In the Oct. 2 issue of The Northern Light, an article appeared regarding a group of petitioners who disagreed with a letter University of Alaska President Mark Hamilton wrote to the University of Alaska community. Northern Light was unable to make contact with Hamilton prior to the paper's release. Below, Hamilton responds to questions about this topic.
Northern Light: What is your response to recent controversy surrounding your letter to the university community?
Pres. Hamilton: The controversy doesn't bother me. That's what universities do – discuss controversy.
NL: Were you speaking to the university or on behalf of the university?
H: Actually, neither. The document was an editorial for The Anchorage Daily News. As I shared it early on the morning of [Sept. 11], a staff member asked if it could be sent to folks in the university. I agreed. In that sense it became TO the university. I believe the document served an important purpose early in the unfolding events in that it answered the biggest questions of the moment: What does this mean? What might we expect to happen next?
NL: Would you be willing to talk with and/ or meet the students and faculty who are in disagreement with you? Why or why not?

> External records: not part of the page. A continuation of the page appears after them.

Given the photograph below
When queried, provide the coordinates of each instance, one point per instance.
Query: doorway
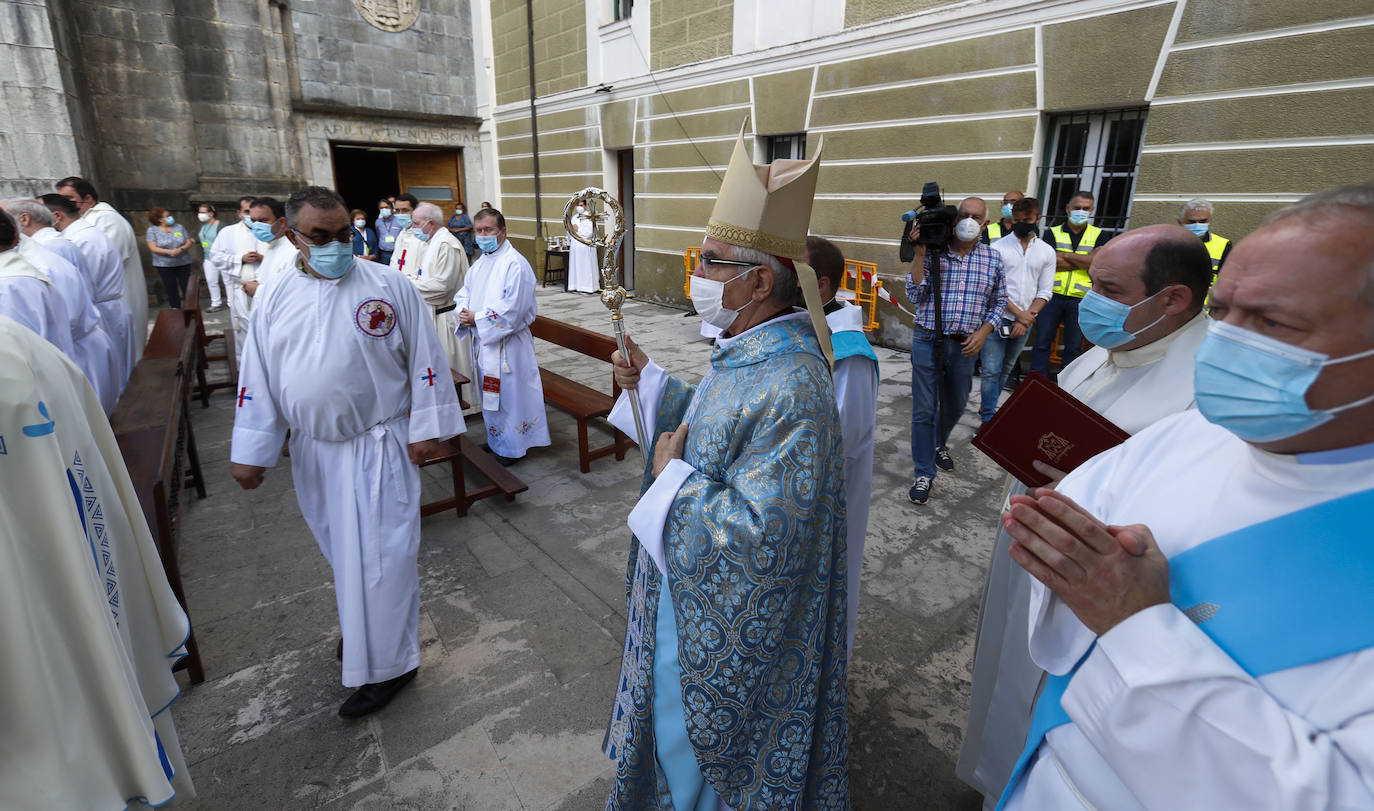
(625, 162)
(364, 173)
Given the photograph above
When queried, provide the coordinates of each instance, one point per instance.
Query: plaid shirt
(974, 292)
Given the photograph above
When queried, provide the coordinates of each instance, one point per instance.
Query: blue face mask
(333, 260)
(1102, 320)
(1256, 386)
(263, 231)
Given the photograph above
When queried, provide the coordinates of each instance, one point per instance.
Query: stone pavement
(521, 620)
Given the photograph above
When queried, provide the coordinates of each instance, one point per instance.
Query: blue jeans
(1060, 309)
(999, 358)
(954, 395)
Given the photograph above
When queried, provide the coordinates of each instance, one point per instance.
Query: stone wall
(559, 48)
(690, 30)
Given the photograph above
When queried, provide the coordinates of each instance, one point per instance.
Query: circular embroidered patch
(375, 318)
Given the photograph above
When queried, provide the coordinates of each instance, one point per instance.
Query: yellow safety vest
(1073, 282)
(1215, 248)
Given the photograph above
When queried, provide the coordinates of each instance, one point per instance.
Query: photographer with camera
(959, 293)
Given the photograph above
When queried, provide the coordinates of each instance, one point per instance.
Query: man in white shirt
(1158, 275)
(856, 397)
(1202, 591)
(114, 226)
(437, 272)
(1028, 267)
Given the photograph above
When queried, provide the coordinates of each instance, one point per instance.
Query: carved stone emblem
(389, 15)
(1054, 447)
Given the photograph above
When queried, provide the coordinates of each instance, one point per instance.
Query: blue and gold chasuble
(755, 551)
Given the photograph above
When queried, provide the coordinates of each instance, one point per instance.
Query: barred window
(1095, 151)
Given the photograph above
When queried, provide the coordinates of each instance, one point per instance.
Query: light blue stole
(1290, 591)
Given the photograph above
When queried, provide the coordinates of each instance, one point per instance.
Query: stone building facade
(1251, 103)
(176, 102)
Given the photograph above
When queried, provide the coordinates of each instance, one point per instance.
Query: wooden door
(432, 175)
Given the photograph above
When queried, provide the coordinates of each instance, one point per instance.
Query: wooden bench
(458, 451)
(191, 309)
(153, 429)
(581, 402)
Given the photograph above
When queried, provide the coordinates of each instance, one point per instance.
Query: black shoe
(373, 697)
(919, 491)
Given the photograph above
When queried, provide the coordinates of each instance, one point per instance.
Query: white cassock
(500, 293)
(227, 252)
(856, 395)
(438, 275)
(106, 275)
(1134, 389)
(91, 347)
(1163, 718)
(407, 253)
(353, 369)
(583, 275)
(29, 297)
(135, 286)
(88, 624)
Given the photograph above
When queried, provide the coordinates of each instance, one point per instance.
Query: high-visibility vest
(1215, 248)
(1073, 282)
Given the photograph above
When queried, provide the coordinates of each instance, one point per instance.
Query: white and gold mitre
(766, 208)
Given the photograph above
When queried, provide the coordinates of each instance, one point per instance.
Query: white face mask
(708, 294)
(967, 230)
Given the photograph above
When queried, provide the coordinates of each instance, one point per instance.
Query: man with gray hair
(437, 272)
(91, 347)
(1201, 590)
(342, 352)
(1196, 216)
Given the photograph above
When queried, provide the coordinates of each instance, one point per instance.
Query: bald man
(1145, 318)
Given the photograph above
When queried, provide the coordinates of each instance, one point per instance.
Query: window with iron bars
(1095, 151)
(786, 146)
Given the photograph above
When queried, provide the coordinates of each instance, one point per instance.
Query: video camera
(936, 223)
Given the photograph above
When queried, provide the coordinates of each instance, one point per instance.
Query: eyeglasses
(345, 235)
(723, 263)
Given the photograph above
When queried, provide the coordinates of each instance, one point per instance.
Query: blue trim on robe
(1271, 604)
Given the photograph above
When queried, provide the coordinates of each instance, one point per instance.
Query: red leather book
(1042, 421)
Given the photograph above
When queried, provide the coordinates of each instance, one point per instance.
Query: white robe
(135, 285)
(856, 395)
(353, 369)
(88, 624)
(1165, 719)
(91, 347)
(438, 275)
(500, 292)
(28, 296)
(107, 282)
(583, 274)
(1134, 389)
(227, 252)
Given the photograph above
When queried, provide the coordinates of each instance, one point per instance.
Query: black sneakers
(919, 491)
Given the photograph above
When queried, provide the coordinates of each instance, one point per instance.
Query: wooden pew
(153, 428)
(459, 450)
(581, 402)
(191, 307)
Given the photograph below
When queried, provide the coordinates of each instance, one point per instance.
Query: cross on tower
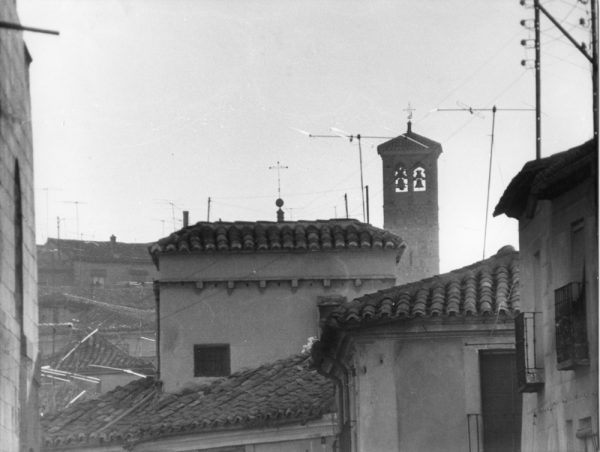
(410, 111)
(278, 167)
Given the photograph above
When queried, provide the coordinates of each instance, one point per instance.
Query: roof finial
(279, 203)
(409, 123)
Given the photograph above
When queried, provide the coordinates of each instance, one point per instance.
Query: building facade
(429, 365)
(19, 383)
(555, 201)
(410, 201)
(236, 295)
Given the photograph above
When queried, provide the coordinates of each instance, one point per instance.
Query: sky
(142, 109)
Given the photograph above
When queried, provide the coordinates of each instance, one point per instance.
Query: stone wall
(19, 426)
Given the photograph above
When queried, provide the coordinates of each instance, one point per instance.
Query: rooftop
(92, 251)
(284, 392)
(90, 313)
(260, 236)
(547, 178)
(485, 288)
(83, 356)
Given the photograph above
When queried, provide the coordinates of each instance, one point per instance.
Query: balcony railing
(529, 376)
(571, 331)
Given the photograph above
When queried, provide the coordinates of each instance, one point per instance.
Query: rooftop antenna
(474, 111)
(278, 167)
(76, 203)
(337, 133)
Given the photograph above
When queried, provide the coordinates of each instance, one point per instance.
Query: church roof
(486, 288)
(284, 392)
(410, 142)
(260, 236)
(548, 177)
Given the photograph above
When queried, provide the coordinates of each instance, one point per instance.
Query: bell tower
(410, 201)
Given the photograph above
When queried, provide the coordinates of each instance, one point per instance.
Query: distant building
(555, 200)
(410, 201)
(123, 315)
(429, 365)
(85, 263)
(19, 381)
(282, 406)
(236, 295)
(89, 355)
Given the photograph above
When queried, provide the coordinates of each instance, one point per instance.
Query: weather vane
(278, 167)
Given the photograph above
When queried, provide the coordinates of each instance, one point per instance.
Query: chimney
(279, 203)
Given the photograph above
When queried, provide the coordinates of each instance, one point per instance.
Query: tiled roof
(260, 236)
(283, 392)
(548, 177)
(94, 251)
(96, 350)
(486, 288)
(90, 313)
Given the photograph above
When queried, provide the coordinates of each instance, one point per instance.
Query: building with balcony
(555, 200)
(429, 365)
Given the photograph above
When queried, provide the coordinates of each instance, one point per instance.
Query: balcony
(571, 331)
(529, 376)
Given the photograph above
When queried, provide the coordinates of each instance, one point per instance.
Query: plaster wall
(19, 428)
(260, 325)
(414, 392)
(264, 305)
(568, 401)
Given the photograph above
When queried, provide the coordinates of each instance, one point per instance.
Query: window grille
(211, 360)
(571, 331)
(529, 375)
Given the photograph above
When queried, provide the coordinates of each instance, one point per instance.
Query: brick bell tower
(410, 201)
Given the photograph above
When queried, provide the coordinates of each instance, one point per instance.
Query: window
(401, 180)
(98, 276)
(529, 376)
(211, 360)
(419, 179)
(571, 330)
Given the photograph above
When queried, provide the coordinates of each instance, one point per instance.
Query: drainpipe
(156, 287)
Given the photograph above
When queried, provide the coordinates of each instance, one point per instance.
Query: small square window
(211, 360)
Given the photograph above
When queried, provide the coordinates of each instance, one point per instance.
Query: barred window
(211, 360)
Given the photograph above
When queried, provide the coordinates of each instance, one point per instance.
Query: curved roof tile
(273, 236)
(286, 391)
(486, 288)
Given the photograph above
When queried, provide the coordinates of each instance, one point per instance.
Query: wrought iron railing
(571, 331)
(529, 376)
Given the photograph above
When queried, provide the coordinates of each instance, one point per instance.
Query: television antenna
(476, 111)
(278, 167)
(337, 133)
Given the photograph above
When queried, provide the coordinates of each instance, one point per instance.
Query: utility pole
(473, 111)
(592, 59)
(358, 137)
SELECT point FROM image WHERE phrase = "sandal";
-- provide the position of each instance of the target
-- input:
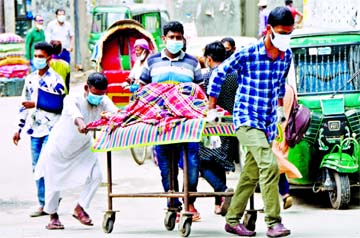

H: Of course. We will probably have to establish what we are in disagreement about. If they are in disagreement with what I expected to happen, we have a pretty easily graded document. I said what I thought the significance was and what might happen as a result. We may judge that from unfolding events. If we are going to debate the use of violence in the resolution of world affairs, that would be of interest. I will insist that we be civil.
NL: Do you support and/ or advocate non-violent means of retaliation?
H: I don't want to be difficult, but I have made clear in several subsequent presentations that retaliation is the wrong objective. We do not want to get adept at striking back. We ought to seek deterrence, that is, create the environment wherein no one strikes us in the first place. I fully understand that retaliation can play a large role in the establishment of deterrence. As to use of violent or non-violent measures, I don't think we should rule out either.
NL: Comment on what you think is the role of a university president in times of crisis.
H: It is true the president of a university has got to be a little careful. The role will depend upon both the nature of the event and the nature and experience of the president.”
NL: What is your take on the freedom of speech?
H: You can't go anywhere if you don't have the ability to exchange opinions. I think a university needs to be a place where we can express opinions. Speakers should be informed and rational and not make personal attacks, because it doesn't do much for the discovery of knowledge. That is covered [under the First Amendment] too, though.
Student petitioners presented UAA Chancellor Lee Gorsuch with hundreds of signed petitions at the teach-in on Oct. 11. Hamilton, whose office is in Fairbanks, has made no indication that he will meet with petitioners to talk about this issue. Teach-ins that address the repercussions of the events on Sept. 11 are still taking place. An all-day teach-in discussing various subjects from Islam to terrorism will be held Oct. 27 at the Campus Center.